These reservations along with negative feedback from industry prompted Sebi to defer implementation of the royalty payment norms at the March meeting.

SIMILAR PROPOSALS BLOCKED IN 2015
Royalty is paid for the use of patented technologies, platform, brands and so on.

The Sebi proposal was based on recommendations made by the Uday Kotak committee on corporate governance, which submitted its report to the market regulator last year.

“Sebi is conducting a fresh round of consultations with finance ministry, ministry of corporate affairs and other corporate stakeholders to review the proposal,” said one of the people cited above. “Several industry

participants are of the view that the law could be implemented but the threshold for obtaining shareholder approval should be increased from proposed 2% to 5-6% of the company’s annual turnover.
Sebi and the finance ministry didn’t respond to queries.

FINMIN CONCERNS

The finance ministry had blocked similar proposals to curb royalty payments in 2015, saying such a move would send a negative signal to overseas investors and could lead to the outflow of foreign capital.

“Currently, the government is undertaking several initiatives to develop India into a manufacturing hub. Foreign collaborations and royalty payments are very important from this point of view since Indian companies will need technological help from global players,” said another source with the direct knowledge of the development. “Some of the leading global players could shy away from collaborating with Indian companies if the royalty they receive is subject to high scrutiny.”

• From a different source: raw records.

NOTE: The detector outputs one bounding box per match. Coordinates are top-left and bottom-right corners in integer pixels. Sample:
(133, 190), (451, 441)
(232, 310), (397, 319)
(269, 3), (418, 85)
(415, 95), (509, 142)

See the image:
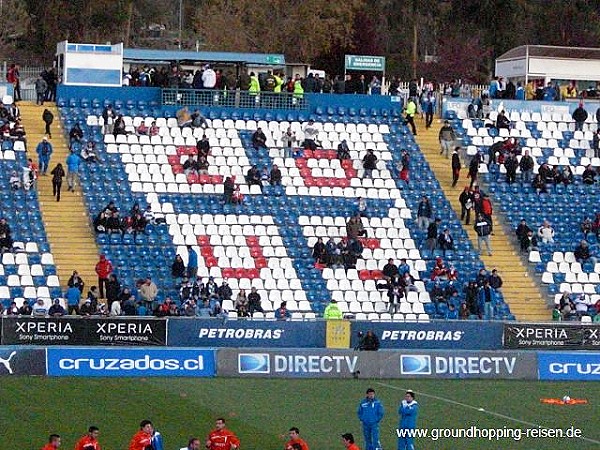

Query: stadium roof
(498, 45), (600, 61)
(496, 45), (600, 81)
(123, 48), (285, 66)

Until 2009, royalty payments were subject to central government approval if they exceeded 5% of gross sales or $2 million per year. However, this curb was discontinued by the government in 2009 and there is currently no limit on royalty payments.

Companies have told Sebi that such curbs will discourage foreign companies from listing their subsidiaries in India. Further, getting shareholder approval every year will require the top management to devote considerable time and effort toward educating shareholders before votes take place.

A leading Indian car maker is said to be at the forefront of lobbying against the proposal, since it will be the only one of its peers affected. “Among 17 companies in the auto sector in India, there is no other listed company with majority foreign holding except one and hence, the specific company alone would be at a disadvantage and hence, it says the requirement is discriminatory,” said a Sebi official who did not want to be named.